Much of our success or failure in communication can be found in first impressions. As much depends on tone, facial expression, and body language as on the words themselves. We build a reaction to someone or something predicated on the first encounter. And so it was with our recent vacation.
Due to terrible motion sickness, I don't fly well and I am often a bit rattled on landing. I couldn't wait to get to our hotel to freshen up and get something to eat.
This was our first experience with Disney's Magical Express, the complimentary transportation from the airport to the Walt Disney World resort. The bus driver, we'll call him Sam, was all smiles when we boarded however that disappeared as he contended with heavy holiday traffic and blown schedules. None of his ire was directed as his passengers but it was a surprise that he would be so vocal about his distress.
Upon arrival, a Disney hotel cast member greeted us by name and escorted us into the hotel lobby. Her smiling face and cheery demeanor were as bright as the Florida sunshine and did much to erase the tense beginning to our vacation.

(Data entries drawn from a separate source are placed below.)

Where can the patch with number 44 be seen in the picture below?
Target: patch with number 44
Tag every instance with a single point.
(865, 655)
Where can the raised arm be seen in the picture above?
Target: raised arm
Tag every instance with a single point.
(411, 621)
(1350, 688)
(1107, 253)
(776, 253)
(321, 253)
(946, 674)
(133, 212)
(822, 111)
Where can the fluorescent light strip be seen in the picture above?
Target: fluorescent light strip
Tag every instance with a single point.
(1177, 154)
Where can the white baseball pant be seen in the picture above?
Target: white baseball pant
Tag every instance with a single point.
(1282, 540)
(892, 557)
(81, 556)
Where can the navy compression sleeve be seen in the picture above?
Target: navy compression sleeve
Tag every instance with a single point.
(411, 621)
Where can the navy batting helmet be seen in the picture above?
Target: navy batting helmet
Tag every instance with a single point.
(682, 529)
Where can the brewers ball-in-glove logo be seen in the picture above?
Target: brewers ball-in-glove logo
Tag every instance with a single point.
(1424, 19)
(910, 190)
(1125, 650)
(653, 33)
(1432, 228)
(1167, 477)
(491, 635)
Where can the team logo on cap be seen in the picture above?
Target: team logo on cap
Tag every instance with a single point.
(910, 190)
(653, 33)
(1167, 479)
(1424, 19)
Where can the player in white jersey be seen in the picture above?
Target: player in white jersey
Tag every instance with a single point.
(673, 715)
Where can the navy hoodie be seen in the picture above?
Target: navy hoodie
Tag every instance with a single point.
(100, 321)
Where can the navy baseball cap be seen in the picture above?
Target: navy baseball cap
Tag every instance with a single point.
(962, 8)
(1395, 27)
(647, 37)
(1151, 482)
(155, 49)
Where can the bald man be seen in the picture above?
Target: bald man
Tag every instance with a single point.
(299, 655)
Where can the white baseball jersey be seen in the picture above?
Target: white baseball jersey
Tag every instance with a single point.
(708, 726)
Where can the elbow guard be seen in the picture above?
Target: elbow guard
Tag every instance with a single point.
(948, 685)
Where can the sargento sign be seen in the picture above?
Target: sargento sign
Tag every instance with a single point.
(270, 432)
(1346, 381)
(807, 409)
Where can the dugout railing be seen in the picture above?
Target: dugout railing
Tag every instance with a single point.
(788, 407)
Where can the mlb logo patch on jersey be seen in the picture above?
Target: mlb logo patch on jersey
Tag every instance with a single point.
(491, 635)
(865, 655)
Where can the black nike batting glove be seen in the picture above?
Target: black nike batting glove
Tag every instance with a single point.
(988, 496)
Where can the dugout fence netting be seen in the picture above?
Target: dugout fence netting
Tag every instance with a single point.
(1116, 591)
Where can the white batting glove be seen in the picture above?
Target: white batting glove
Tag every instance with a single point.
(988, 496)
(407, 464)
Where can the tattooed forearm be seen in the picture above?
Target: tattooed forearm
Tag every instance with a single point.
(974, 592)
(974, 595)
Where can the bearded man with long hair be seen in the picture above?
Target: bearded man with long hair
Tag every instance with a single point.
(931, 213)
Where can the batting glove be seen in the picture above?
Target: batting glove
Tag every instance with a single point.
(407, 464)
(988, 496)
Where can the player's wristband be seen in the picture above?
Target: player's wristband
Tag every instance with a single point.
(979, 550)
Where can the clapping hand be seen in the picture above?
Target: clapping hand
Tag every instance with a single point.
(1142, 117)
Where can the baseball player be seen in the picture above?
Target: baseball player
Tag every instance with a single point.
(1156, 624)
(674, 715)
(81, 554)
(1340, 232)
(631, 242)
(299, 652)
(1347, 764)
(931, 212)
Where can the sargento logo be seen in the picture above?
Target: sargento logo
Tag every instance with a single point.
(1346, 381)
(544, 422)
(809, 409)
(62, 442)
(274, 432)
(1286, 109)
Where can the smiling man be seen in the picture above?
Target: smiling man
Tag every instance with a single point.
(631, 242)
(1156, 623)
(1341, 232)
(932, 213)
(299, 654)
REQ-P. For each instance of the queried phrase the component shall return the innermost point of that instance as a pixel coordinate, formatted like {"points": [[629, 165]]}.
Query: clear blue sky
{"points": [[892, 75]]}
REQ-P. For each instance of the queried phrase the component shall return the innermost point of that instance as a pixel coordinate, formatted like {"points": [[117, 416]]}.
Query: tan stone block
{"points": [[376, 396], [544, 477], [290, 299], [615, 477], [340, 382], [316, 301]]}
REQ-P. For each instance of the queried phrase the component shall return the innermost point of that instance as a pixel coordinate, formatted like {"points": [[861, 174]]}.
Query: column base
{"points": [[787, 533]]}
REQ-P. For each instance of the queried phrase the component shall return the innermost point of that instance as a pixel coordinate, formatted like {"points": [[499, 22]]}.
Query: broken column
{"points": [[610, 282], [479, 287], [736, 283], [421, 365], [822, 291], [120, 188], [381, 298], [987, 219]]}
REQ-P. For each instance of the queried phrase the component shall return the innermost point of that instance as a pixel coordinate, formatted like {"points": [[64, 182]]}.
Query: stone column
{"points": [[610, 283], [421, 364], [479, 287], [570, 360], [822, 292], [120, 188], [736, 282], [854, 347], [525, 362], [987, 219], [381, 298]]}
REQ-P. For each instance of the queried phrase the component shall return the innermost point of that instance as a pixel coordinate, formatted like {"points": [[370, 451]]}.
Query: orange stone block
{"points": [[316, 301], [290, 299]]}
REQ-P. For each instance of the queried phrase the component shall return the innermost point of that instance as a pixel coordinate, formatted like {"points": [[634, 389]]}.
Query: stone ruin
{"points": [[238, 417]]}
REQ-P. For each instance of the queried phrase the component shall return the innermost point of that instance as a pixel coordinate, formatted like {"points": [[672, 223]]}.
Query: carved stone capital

I sympathize with Sam. Traffic back ups and delays are frustrating. We live in the Chicago area and we always speak about our commutes in terms of time, not distance. We know about bad traffic. We had a different driver when we left so we didn't see Sam again. We will always wonder if things improved as his day progressed. We certainly hope so. And, although we always looked for her whenever we passed through the lobby, we never saw the hotel greeter again either.
Two people, two impressions. The manner in which they communicated with us will be with us forever.
There is no way to know how our clients or customers feel when they encounter us. We don't know what happened to them prior to meeting with us so how we initially communicate with them will impact them in ways we cannot imagine. Our vacation experience reminded me how important it is to strive to make that first impression a good one.